Greg Gunn, founder of Family-iD, is a life coach, pastor, author and speaker from Oklahoma City. Married for 30 years, Greg is a father of seven kids, a father-in-law and a grandfather of two. For 17 years, Greg has led Family Vision Ministries, a ministry that helps families put their purpose on paper and pass it on to future generations.
Trudy Ruminer: Of course, talking to your child about setting healthy boundaries, making healthy choices, being a good friend, honesty, integrity, setting and achieving goals, the importance of getting a good education, internet safety and personal safety will likely make the top of most family’s list. But, having an open dialog with your child wherein your child feels free to talk about anything and everything and ensuring a climate that fosters open, honest, authentic communication may be more essential than choosing which topic ranks as most or least important.
One great way to increase communication is to make it a priority to eat meals together. There is strong evidence supporting this as a healthy habit that produces better outcomes overall for children. Establishing an “unplugged-plugged in” (no electronics) motto while at the dinner table is also a great idea. Giving your child your uninterrupted, undivided, time and attention will ultimately provide a climate that supports good communication. Some families get their children in the habit of talking by introducing a format for conversation such as “breaking news or highs and lows” wherein they take turns telling about the highlights of their day. It is important to make this a time to be authentic with your child, as early as appropriate about your own feelings, fears, frustrations, etc. The more they can see healthy, real communication modeled for them the more natural it will become to talk about what’s on their mind.

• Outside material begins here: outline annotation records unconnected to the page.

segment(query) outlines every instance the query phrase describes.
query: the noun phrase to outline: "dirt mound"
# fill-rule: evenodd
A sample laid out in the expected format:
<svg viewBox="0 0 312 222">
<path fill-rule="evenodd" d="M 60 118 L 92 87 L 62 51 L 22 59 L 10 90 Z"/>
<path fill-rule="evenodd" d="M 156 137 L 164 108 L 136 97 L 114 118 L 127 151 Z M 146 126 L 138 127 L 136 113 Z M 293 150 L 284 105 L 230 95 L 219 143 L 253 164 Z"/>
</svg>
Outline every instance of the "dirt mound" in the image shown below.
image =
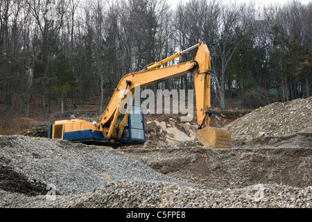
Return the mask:
<svg viewBox="0 0 312 222">
<path fill-rule="evenodd" d="M 312 97 L 274 103 L 257 109 L 225 128 L 233 139 L 295 134 L 312 126 Z"/>
<path fill-rule="evenodd" d="M 303 187 L 312 184 L 311 148 L 125 149 L 155 170 L 211 189 L 258 183 Z"/>
</svg>

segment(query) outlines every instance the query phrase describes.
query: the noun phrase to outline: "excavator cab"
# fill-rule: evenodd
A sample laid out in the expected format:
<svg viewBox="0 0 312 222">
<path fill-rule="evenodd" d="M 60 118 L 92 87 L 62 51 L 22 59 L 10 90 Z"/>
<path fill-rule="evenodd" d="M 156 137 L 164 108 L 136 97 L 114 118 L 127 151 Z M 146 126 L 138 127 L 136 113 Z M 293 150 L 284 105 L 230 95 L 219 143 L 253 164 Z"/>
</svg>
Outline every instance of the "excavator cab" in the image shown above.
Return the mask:
<svg viewBox="0 0 312 222">
<path fill-rule="evenodd" d="M 125 114 L 119 114 L 119 123 L 123 119 L 124 116 Z M 112 139 L 107 140 L 104 135 L 105 132 L 97 130 L 92 122 L 83 119 L 56 121 L 54 124 L 49 126 L 48 137 L 113 147 L 143 144 L 146 140 L 144 123 L 144 115 L 141 105 L 133 104 L 121 138 L 113 137 Z M 119 130 L 121 129 L 116 127 L 116 135 L 119 135 Z"/>
<path fill-rule="evenodd" d="M 117 119 L 119 124 L 121 122 L 123 117 L 124 114 L 119 114 Z M 145 128 L 142 108 L 141 105 L 133 104 L 121 135 L 121 143 L 123 145 L 144 144 L 146 141 Z"/>
</svg>

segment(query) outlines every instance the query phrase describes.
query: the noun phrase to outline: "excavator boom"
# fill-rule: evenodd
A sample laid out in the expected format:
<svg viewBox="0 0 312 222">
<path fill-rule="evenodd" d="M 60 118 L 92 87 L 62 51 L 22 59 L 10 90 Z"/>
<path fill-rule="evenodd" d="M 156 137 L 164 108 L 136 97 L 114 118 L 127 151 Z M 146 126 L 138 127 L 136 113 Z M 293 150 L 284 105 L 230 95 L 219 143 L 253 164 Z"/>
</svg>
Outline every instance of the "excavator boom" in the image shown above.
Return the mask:
<svg viewBox="0 0 312 222">
<path fill-rule="evenodd" d="M 198 49 L 194 60 L 159 67 L 197 47 Z M 138 110 L 139 107 L 127 107 L 132 95 L 138 89 L 193 73 L 198 128 L 197 139 L 207 148 L 230 148 L 232 139 L 229 132 L 210 126 L 210 70 L 209 51 L 206 44 L 200 42 L 160 62 L 147 65 L 144 70 L 124 76 L 98 123 L 92 123 L 79 119 L 55 121 L 51 126 L 49 137 L 96 142 L 112 146 L 142 144 L 145 142 L 144 115 L 141 112 L 139 112 L 139 116 L 137 112 L 131 113 L 131 109 Z M 125 112 L 121 113 L 121 111 L 125 109 Z"/>
</svg>

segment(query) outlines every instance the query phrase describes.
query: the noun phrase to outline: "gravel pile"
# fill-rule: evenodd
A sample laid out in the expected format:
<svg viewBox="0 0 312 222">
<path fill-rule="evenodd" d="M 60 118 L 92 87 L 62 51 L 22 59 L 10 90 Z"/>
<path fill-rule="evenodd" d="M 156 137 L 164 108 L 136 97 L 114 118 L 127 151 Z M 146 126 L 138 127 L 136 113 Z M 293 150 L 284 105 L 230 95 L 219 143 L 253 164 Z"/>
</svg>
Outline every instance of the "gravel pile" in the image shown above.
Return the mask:
<svg viewBox="0 0 312 222">
<path fill-rule="evenodd" d="M 162 182 L 121 180 L 107 183 L 92 193 L 56 195 L 54 199 L 44 195 L 17 196 L 5 191 L 0 191 L 0 197 L 1 207 L 8 207 L 311 208 L 312 187 L 258 184 L 243 189 L 209 190 Z"/>
<path fill-rule="evenodd" d="M 312 97 L 274 103 L 227 125 L 233 139 L 254 139 L 295 134 L 312 126 Z"/>
<path fill-rule="evenodd" d="M 107 180 L 161 180 L 188 185 L 101 146 L 0 135 L 0 147 L 2 166 L 12 169 L 31 183 L 53 185 L 60 194 L 89 192 L 105 185 Z"/>
</svg>

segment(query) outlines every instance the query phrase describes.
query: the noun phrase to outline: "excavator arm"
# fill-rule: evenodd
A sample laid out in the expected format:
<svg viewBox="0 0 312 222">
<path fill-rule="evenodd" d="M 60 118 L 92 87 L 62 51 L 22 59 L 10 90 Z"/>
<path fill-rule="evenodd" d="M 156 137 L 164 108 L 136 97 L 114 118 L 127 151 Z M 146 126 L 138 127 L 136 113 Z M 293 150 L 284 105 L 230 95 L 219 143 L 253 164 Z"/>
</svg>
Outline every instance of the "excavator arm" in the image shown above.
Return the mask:
<svg viewBox="0 0 312 222">
<path fill-rule="evenodd" d="M 198 49 L 194 60 L 159 67 L 162 65 L 197 47 L 198 47 Z M 103 135 L 102 133 L 100 133 L 99 137 L 98 136 L 94 137 L 96 139 L 96 140 L 101 140 L 103 137 L 102 142 L 104 143 L 118 144 L 125 128 L 131 108 L 127 108 L 125 114 L 120 123 L 119 123 L 117 119 L 120 117 L 121 110 L 124 108 L 125 105 L 132 98 L 131 96 L 135 93 L 135 90 L 167 79 L 193 73 L 198 128 L 197 138 L 208 148 L 230 148 L 231 136 L 227 130 L 210 126 L 211 114 L 210 111 L 210 70 L 209 51 L 207 45 L 204 42 L 200 42 L 199 44 L 187 50 L 178 52 L 160 62 L 146 66 L 144 70 L 124 76 L 119 81 L 98 123 L 90 125 L 90 123 L 81 120 L 55 121 L 55 124 L 53 124 L 55 126 L 51 126 L 51 137 L 55 138 L 55 135 L 58 135 L 58 137 L 60 137 L 62 135 L 62 139 L 64 139 L 64 133 L 65 132 L 77 131 L 77 128 L 78 131 L 89 129 L 92 130 L 92 133 L 103 132 Z M 66 129 L 64 124 L 70 125 L 75 122 L 80 122 L 81 129 L 79 130 L 79 126 L 77 126 L 75 129 L 73 127 L 69 128 L 69 130 Z M 64 125 L 62 133 L 55 133 L 53 130 L 55 127 L 62 124 Z M 78 137 L 81 138 L 80 135 Z M 74 141 L 74 139 L 72 139 L 72 141 Z M 81 139 L 79 139 L 79 141 L 81 142 Z"/>
</svg>

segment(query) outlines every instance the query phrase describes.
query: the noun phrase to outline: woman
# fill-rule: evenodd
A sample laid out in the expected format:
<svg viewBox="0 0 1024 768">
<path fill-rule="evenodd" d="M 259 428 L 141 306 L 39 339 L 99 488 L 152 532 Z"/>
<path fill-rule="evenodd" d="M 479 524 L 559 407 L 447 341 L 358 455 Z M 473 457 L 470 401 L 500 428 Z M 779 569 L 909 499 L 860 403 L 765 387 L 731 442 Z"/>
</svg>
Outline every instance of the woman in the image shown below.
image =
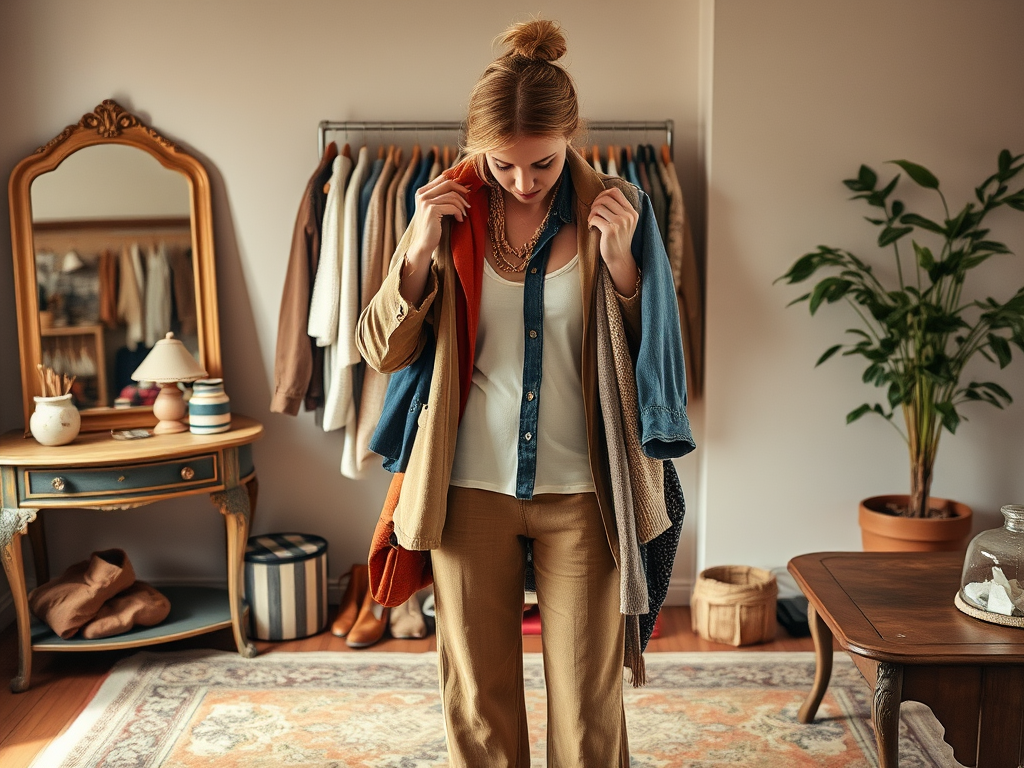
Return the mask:
<svg viewBox="0 0 1024 768">
<path fill-rule="evenodd" d="M 406 471 L 398 543 L 431 550 L 452 765 L 529 765 L 531 540 L 548 765 L 628 766 L 596 296 L 606 269 L 637 360 L 644 451 L 681 456 L 692 438 L 671 271 L 642 193 L 571 147 L 582 122 L 555 63 L 558 26 L 518 25 L 503 43 L 470 97 L 465 160 L 417 194 L 357 342 L 372 367 L 399 372 L 375 442 Z"/>
</svg>

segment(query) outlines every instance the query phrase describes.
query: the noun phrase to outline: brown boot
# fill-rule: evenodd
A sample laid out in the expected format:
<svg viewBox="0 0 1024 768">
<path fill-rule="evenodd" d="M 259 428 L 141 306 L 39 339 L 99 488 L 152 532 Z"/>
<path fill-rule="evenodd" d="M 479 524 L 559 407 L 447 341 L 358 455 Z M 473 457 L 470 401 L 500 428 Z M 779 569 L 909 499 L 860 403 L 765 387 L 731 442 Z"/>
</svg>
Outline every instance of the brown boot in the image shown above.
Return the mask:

Lastly, conversations about personal safety of every kind should happen as early and often as possible. One wonderful way to unsure your child’s interest is to ask them to help your family stay safe by becoming your family’s safety expert. You could likely ask most three-year old’s a question such as should we look both ways before we cross the street and they will proudly tell you, yes and then gloat about helping you out.
For more information on this topic a few books worth checking out are as follows: How to Talk so Your Kids Will Listen and Listen so Kids Will Talk by Adele Faber and Elaine Mazlish., Some Secrets Should Never Be Kept by Jayneen Sanders, and My Body Belongs to Me by Jill Starishevky.